Originally Published: April 4th, 2007

Patricia Smith has been called “a testament to the power of words to change lives.” She is the author of seven books of poetry, including Incendiary Art (2017); Shoulda Been Jimi Savannah (2012), which won the Lenore Marshall Prize from the Academy of American Poets; Blood Dazzler (2008), a chronicle...

  1. April 4, 2007
     Brian Hadd

    This reminds me of Jonathan Franzen saying he never read Don Quixote in the New Yorker a few years ago.
    I've never read Auden either.
    The Hood Company

  2. April 4, 2007
     Kristin Hahn

    I'm an English Professor who's never read Moby Dick, Dante's Inferno, or anything by Nabokov. I have sub sub lists of novels I've never read, and what about the ones I haven't heard of yet? It's a full-time job being a literary snob.
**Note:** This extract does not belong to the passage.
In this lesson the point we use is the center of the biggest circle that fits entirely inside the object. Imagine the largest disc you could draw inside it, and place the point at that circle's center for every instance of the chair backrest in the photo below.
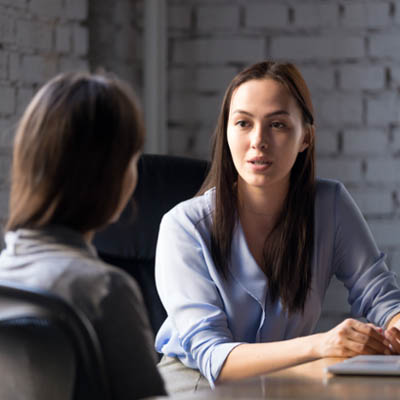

I think I'd rather have a garden and watch bad Lifetime movies occassionally. (I've admitted more here than I originally planned.)

  3. April 4, 2007
     Brian Hadd

    Moby-Dick is good, I still try and figure out what the three fires on top of the masts might symbolize.
    I would tend to the Robert Rodriguez gorefest. If I need weepies I look at myself closer!
    The Hood Company

  4. April 4, 2007
     Lisa Hunter

    Not even any of the short ones? It's quicker to read an Auden poem than to have a discussion about how you hadn't read them. You could have read Musee de Beaux Arts, for instance, in less time than it took to post this blog.
    There must be a more compelling reason why you skipped over him. I skipped Hemingway for years because of a sense that he was anti-women (true enough, as it turned out, but what prose!)

  5. April 6, 2007
     patricia

    Initially I skipped over him because I had no idea who he was (Chicago public schools, remember?). Then, once I'd heard his name, I had pretty much been embraced by the community of "rebel" performance poets (a silly designation, but WE didn't start it), and we unwisely snubbed anyone who was no longer living and breathing and spittin' rhymes.

  6. April 6, 2007
     Brian Hadd

    I also think it is easy to skip over him because he really doesn't occupy the place that other poets of the period do, I'm thinking of the American modernists. I attended public school also but Eliot managed in. This observation conflicts with the spirit of the original post, which since I've never read Auden I'm not entitled to do, but maybe the lesson for me at least is that of the plethora of exciting accomplishment out there, and thank you for it Ms Smith.
    The Hood Company

  7. April 7, 2007
     J. Bryan Shoup

    I don't think any English professor should have skipped the Divine Comedy. And skipping Nabokov is like turning down a four-course meal.
    It doesn't make me a literary snob to think these things have more merit than a Lifetime movie. I read comic books and watch Aqua Teen Hunger Force in my spare time. I also make time to read culturally relevant (and artistically masterful) authors.